One of the issues that we face as we smarten up our cities is that the Internet of Things (IoT) is still in “wild west” mode. A recent study by ZScaler found that 91.5% of IoT transactions were being sent over unencrypted channels. If we are to use IoT devices to transmit the data that will make our city services smart, then it has to be secure by default. Data within the context of a smart city becomes a critical infrastructure in and of its own right. As such, it should be afforded the same levels of security that we afford critical infrastructures like energy.

But it isn’t just a case of insecure management of data. Smart cities have real potential to become surveillance cities. All these data generated and shared across disparate systems and services have even greater use when aggregated. In the paper mentioned previously on “Privacy concerns in smart cities” the use of ‘impersonal data’ such as crowd and event data, traffic flows, infrared video and CCTV images were discussed. These data are often used in combination with geographical location and they are used along with other applications for predictive policing. These data can be analyzed and combined in such a way that the impersonal becomes personal.

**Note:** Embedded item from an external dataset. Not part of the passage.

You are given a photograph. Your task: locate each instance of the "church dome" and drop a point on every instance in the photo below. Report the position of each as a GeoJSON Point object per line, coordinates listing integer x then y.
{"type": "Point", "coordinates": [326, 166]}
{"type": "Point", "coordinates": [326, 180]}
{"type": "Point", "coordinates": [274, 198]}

The paper goes on to talk about ‘predictive policing’. This brings to mind the work of Philip K. Dick who wrote the sci-fi story “Minority Report”. In the story, human beings with predictive powers are used to predict ‘future crimes’ – crimes that have yet to occur. The moral of the tale being that serious and life-changing mistakes happen in such a situation. The issue with using smart city data for predictive crime is that there is a fine line between doing good and doing harm in the form of surveillance; where does it end and who surveils the surveillance?

Is There Hope of a Data Respectful Smart City?

There is a lot of work afoot to make data-respectful technology. Groups, universities, individuals, and even governments are coming together to look at how we can stop technology and the smart city from mugging our data.

“Me2B” was something first postulated by Ctrl-Shift. Me2B business models put the consumer center-stage in the use of technology; “consumers and citizens being providers of information, not just ‘audiences”. Organizations such as the Me2B Alliance are taking this idea and turning it into a practical framework for technology companies to follow.

Universities too are attempting to teach the next generation of designers with course such as the “How to Change the World” program at University College London (UCL). This and others are looking to train engineers in the requirements of 21st century technologies.

The creation of smart technology to give us the smart cities we so desperately need, could end as a case of you don’t know what you’ve got till it’s gone. Privacy of data and any aspect of our lives is a fundamental right for us to choose. The designers of such cities and the technology behind them must get behind this ethos. Only by ensuring that privacy is part of the design remit of a technology can there be hope to feel truly safe in this technological panoply.